Ø method—In the object-oriented data model, a named set of instructions to
perform an action. Methods represent real-world actions. Methods are invoked
through messages.
Ø network model—A data model standard created by the CODASYL Data Base
Task Group in the late 1960s. It represented data as a collection of record types
and relationships as predefined sets with an owner record type and a member
record type in a 1:M relationship.
Ø object—An abstract representation of a real-world entity that has a unique
identity, embedded properties, and the ability to interact with other objects and
with itself.
Ø object-oriented data model (OODM)—A data model whose basic modeling
structure is an object.
Ø object-oriented database management system (OODBMS)—Data
management software used to manage data found within an object-oriented
database model.
Ø object/relational database management system (O/RDBMS)—A DBMS based
on the extended relational model (ERDM). The ERDM, championed by many
relational database researchers, constitutes the relational model’s response to the
OODM. This model includes many of the object-oriented model’s best features
within an inherently simpler relational database structural environment.
Ø one-to-many (1:M or 1..*) relationship—One of three types of relationships
(associations among two or more entities) that are used by data models. In a 1:M
relationship, one entity instance is associated with many instances of the related
entity.
Ø one-to-one (1:1 or 1..1) relationship—One of three types of relationships
(associations among two or more entities) that are used by data models. In a 1:1
relationship, one entity instance is associated with only one instance of the related
entity.
Ø physical independence—A condition that exists when the physical model can be
changed without affecting the internal model.
Ø physical model—A model in which the physical characteristics (location, path,
and format) are described for the data.
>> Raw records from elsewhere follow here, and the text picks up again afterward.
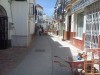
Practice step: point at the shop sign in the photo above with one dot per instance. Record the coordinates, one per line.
(82, 4)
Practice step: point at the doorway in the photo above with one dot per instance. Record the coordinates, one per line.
(69, 27)
(3, 29)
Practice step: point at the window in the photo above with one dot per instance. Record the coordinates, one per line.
(80, 20)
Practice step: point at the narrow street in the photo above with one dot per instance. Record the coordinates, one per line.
(40, 60)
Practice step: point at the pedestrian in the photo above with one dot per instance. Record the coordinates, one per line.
(40, 30)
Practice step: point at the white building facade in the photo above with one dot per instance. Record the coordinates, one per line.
(20, 21)
(47, 21)
(39, 14)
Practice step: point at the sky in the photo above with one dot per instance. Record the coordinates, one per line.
(48, 6)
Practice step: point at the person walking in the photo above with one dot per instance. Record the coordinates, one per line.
(40, 30)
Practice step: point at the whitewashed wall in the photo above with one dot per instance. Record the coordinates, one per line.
(20, 17)
(6, 5)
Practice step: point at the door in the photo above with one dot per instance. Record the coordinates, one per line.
(3, 32)
(69, 27)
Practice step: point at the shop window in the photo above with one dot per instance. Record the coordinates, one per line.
(80, 21)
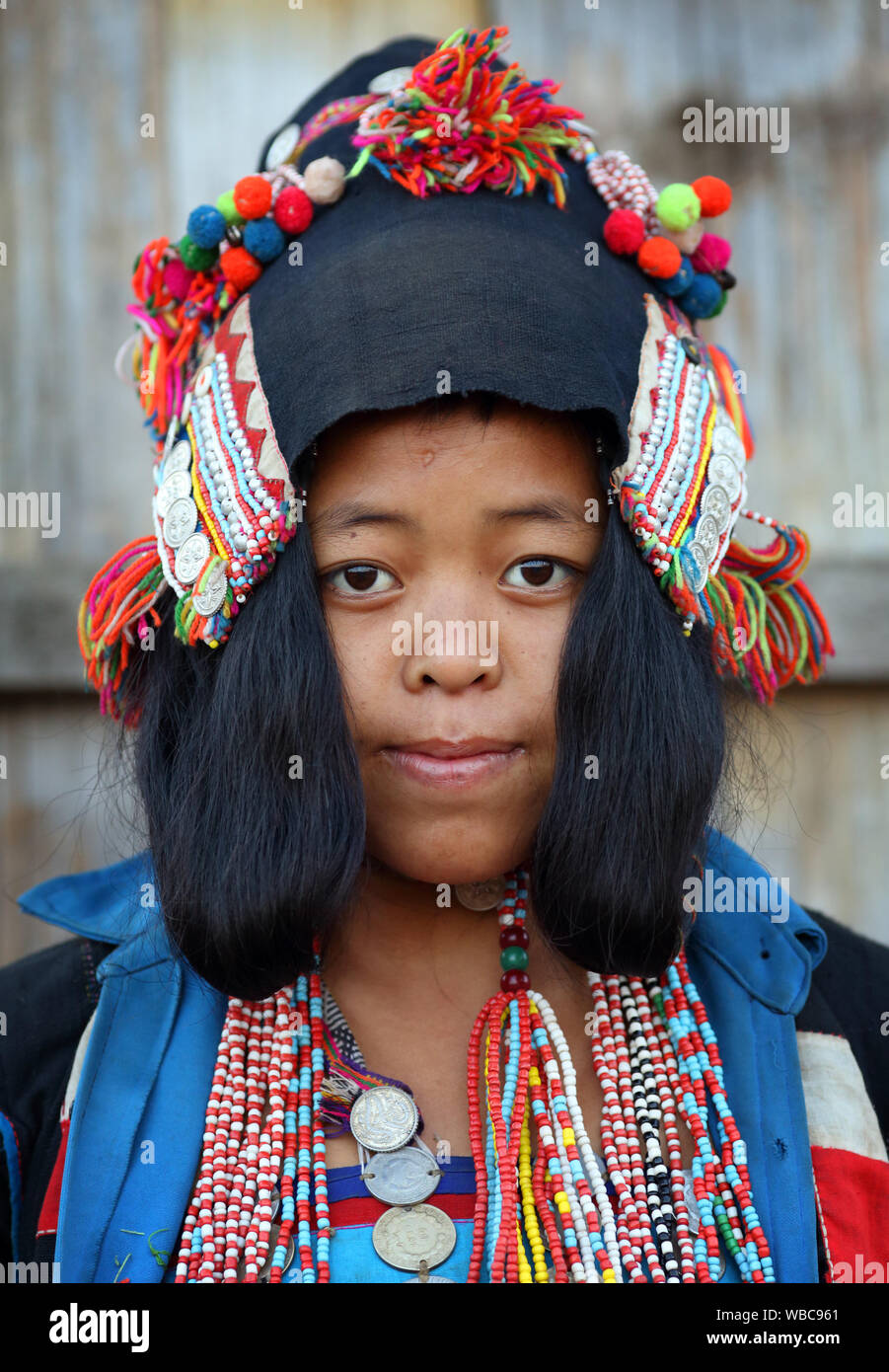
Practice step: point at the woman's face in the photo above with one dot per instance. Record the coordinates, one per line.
(417, 521)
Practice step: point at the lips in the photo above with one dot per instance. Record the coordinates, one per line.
(441, 762)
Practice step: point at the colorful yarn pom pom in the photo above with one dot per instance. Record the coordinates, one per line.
(122, 593)
(459, 123)
(659, 257)
(253, 196)
(713, 195)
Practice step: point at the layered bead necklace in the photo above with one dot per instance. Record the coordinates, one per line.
(656, 1059)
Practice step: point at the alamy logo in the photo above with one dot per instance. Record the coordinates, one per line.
(31, 509)
(737, 894)
(27, 1272)
(745, 123)
(454, 639)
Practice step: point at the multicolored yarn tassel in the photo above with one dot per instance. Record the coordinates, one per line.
(172, 327)
(767, 627)
(343, 1082)
(122, 593)
(459, 123)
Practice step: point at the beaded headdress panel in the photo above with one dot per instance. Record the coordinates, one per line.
(456, 125)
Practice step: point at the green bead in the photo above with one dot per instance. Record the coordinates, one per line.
(225, 204)
(195, 259)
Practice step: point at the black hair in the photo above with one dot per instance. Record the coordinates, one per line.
(253, 795)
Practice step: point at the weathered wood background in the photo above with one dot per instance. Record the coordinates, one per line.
(84, 190)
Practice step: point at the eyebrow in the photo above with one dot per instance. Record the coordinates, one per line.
(355, 513)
Both hardware- and software-dependent.
See also physical design.
Ø relation—In a relational database model, an entity set. Relations are implemented
as tables. Relations (tables) are related to each other through the sharing of a
common entity characteristic (value in a column).
Ø relational database management system (RDBMS)—A collection of programs
that manages a relational database. The RDBMS software translates a user’s
logical requests (queries) into commands that physically locate and retrieve the
requested data. A good RDBMS also creates and maintains a data dictionary
(system catalog) to help provide data security, data integrity, concurrent access,
easy access, and system administration to the data in the database through a query
language (SQL) and application programs.
Ø relational diagram—A graphical representation of a relational database’s
entities, the attributes within those entities, and the relationships among those
entities.
Ø relational model—Developed by E. F. Codd (of IBM) in 1970, it represents a
major breakthrough for users and designers because of its conceptual simplicity.
The relational model, based on mathematical set theory, represents data as
independent relations. Each relation (table) is conceptually represented as a
matrix of intersecting rows and columns. The relations are related to each other
through the sharing of common entity characteristics (values in columns).
Ø relationship—An association between entities.
Ø schema— A logical grouping of database objects (tables, indexes, views, queries,
etc.) that are related to each other. Usually, a schema belongs to a single user or
application.
Ø semantic data model—The first of a series of data models that more closely
represented the real world, modeling both data and their relationships in a single
structure known as an object. The SDM, published in 1981, was developed by M.
Hammer and D. McLeod.
Ø software independence—A property of any model or application that does not
depend on the software used to implement it.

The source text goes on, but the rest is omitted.